Sayın Başbakanımız Tayyip Erdoğan’ın Cumhurbaşkanlığı’na adaylığı resmen açıklandı. Salı günü çok duygusal bir konuşma yaparak veda etti diyebilirim. Ben bu konuşmadan bazı satırbaşlarını sizlerle paylaşacağım. Konuşmasında, “ ben bu işe 60 yaşında başlamadım 18 yaşından bu yana siyasetin içindeyim” demesi. Ekmeleddin bey...e sanki bir gönderme idi.
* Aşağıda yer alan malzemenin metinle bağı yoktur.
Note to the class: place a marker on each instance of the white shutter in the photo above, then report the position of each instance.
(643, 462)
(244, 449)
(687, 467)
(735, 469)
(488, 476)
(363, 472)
Tabi duygusal konuşması içinde yaptığı konuşmaya gözyaşlarını tutamayanlar oldu.
Bundan sonraki süreçte büyük bir ihtimalle ilk turda Sayın Başbakan Cumhurbaşkanı olacak. Hükümeti ise büyük bir ihtimalle yine Sayın Bülent Arınç seçime kadar götürecek. Bundan sonra ise Sayın Cumhurbaşkanı Abdullah Gül partinin başına geçecek. Pazar günü kendisi ile söyleşi yaptığım Milletvekili Sayın Ali Rıza Alaboyunda bu süreci teyit etmişti. Hatta bana şunu söyledi geçen hafta içinde Sayın Başbakanın adaylığı teklifini imzaladıklarını ve teklifin hazır olduğunu söylemişti.
Seçim sürecinde zannedersem Ekmeleddin İhsanoğlu’nu Başbakan muhatap bile almayacaktır. Seçimi normal götürerek birinci turda kazanacaktır. Kendi içlerinden aday bile çıkaramayan muhalefet meydanlarda neyi savunacak bunu anlamak mümkün değildir. Salı günkü konuşmasından Sayın Başbakanın satır başları ise şunlardı:
“Cumhurbaşkanının halk tarafından seçilmesi, demokrasimiz açısından çok büyük bir adımdır. Bu adım, basit, teknik bir değişiklik değildir. Cumhurbaşkanının halk tarafından seçilmesi, bir tarihin, vesayetler tarihinin bu ülkede kapatılmasıdır. 10 Ağustos'ta sadece 12'nci Cumhurbaşkanı seçilmeyecek, 10 Ağustos'ta Cumhurbaşkanı'nın halk tarafından seçilmesiyle aynı zamanda kara bir dönem, vesayetler dönemi de kapanmış olacak.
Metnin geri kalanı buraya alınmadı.